Some 4.4 million Virginians voted in the presidential contest this year, up from 4 million in 2016. Biden won easily, extending a string of recent Democratic victories in presidential and statewide contests.
I wanted to know the basis for her inflammatory claims, and why she flaunts the advice of wearing a mask to fight COVID-19. But Chase’s office didn’t respond to my questions by midday Tuesday.
The senator’s comments, among other actions, should disqualify her from the gubernatorial contest.
• Speaking of voting, recent changes in Virginia have gotten the attention of professors who rate each state’s ease of ballot casting. Northern Illinois University said the commonwealth was one of the worst states in which to vote in 2016, but it rose to 12th-easiest this year.
“Virginia’s move up the rankings was particularly dramatic,” the report said. “Specifically, Virginia’s state legislature approved an automatic voter registration law, got rid of the in-person registration deadline and made Election Day a state holiday, among other considerations.”
That’s good for Virginians. After all, we have elections every year.

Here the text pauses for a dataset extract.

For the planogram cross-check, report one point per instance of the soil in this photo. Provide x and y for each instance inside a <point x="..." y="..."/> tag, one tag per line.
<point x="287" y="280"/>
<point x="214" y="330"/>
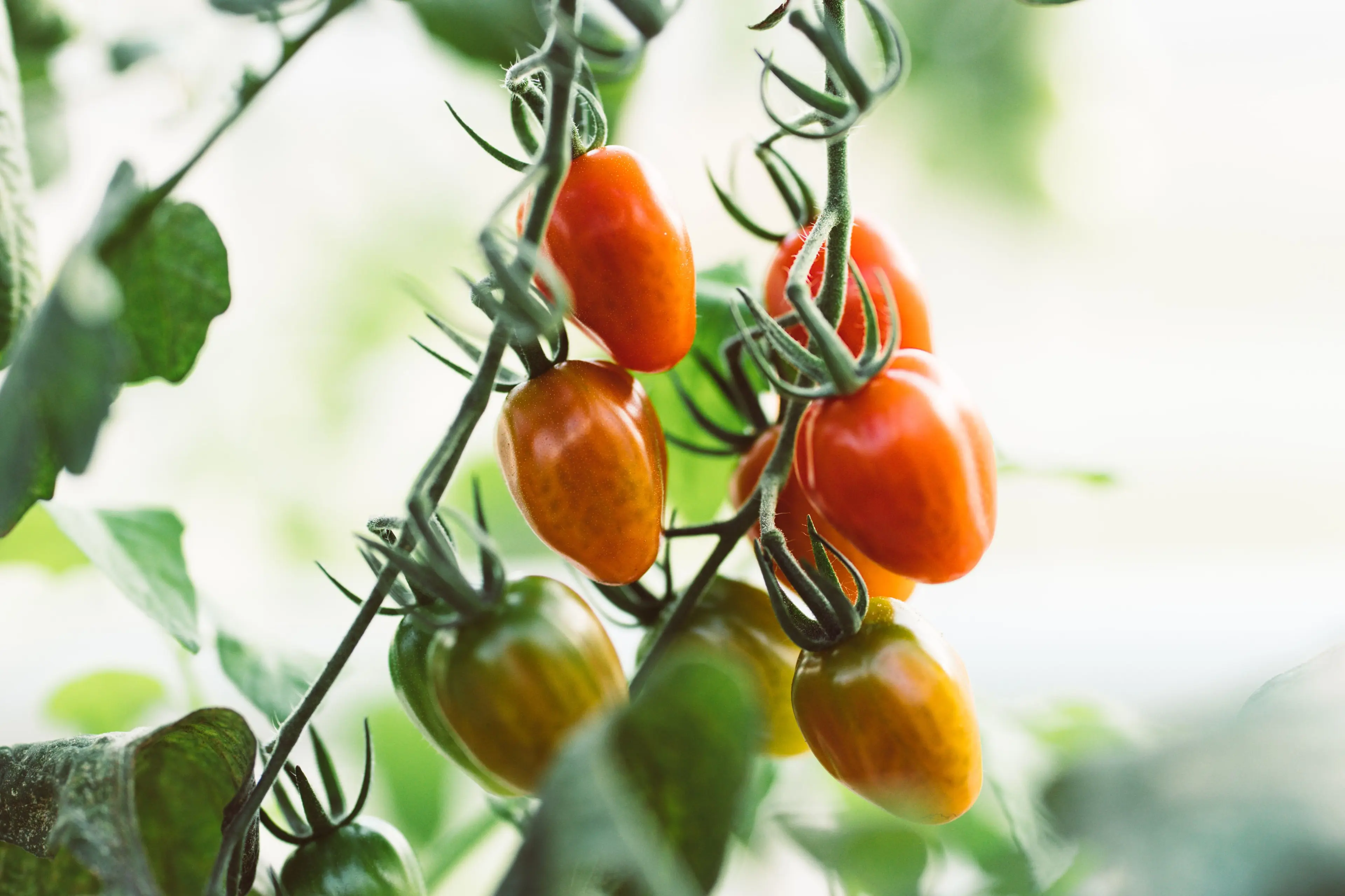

• This is rich: Trump said Biden shouldn’t claim victory after he won Pennsylvania, even though the Tweeter-in-Chief did the very same thing shortly after the polls closed – and before the bulk of absentee votes were counted around the country.
He doesn’t seem to grasp the meaning of the word “irony.” Nor did that stop Trump, so concerned about his fate, from playing golf Saturday and Sunday.
As I write this, Trump has refused to concede in the race. That’s making it difficult for Biden to work on the transition, including such valuable tasks as “State Department-facilitated calls with foreign leaders and access to secure facilities where they can review classified information,” The Washington Post reported.
• Some state Democratic legislators ultimately opposed the referendum for a bipartisan redistricting commission. Not so their constituents.
Sixty-six percent of voters approved the constitutional amendment to establish a 16-person panel, composed of citizens and lawmakers. Voters were weary of the misshapen districts, blatant incumbent protection and legislative drift to the extremes.
The commission won’t be a panacea. But it will be better than the chicanery that occurs every 10 years following the latest census.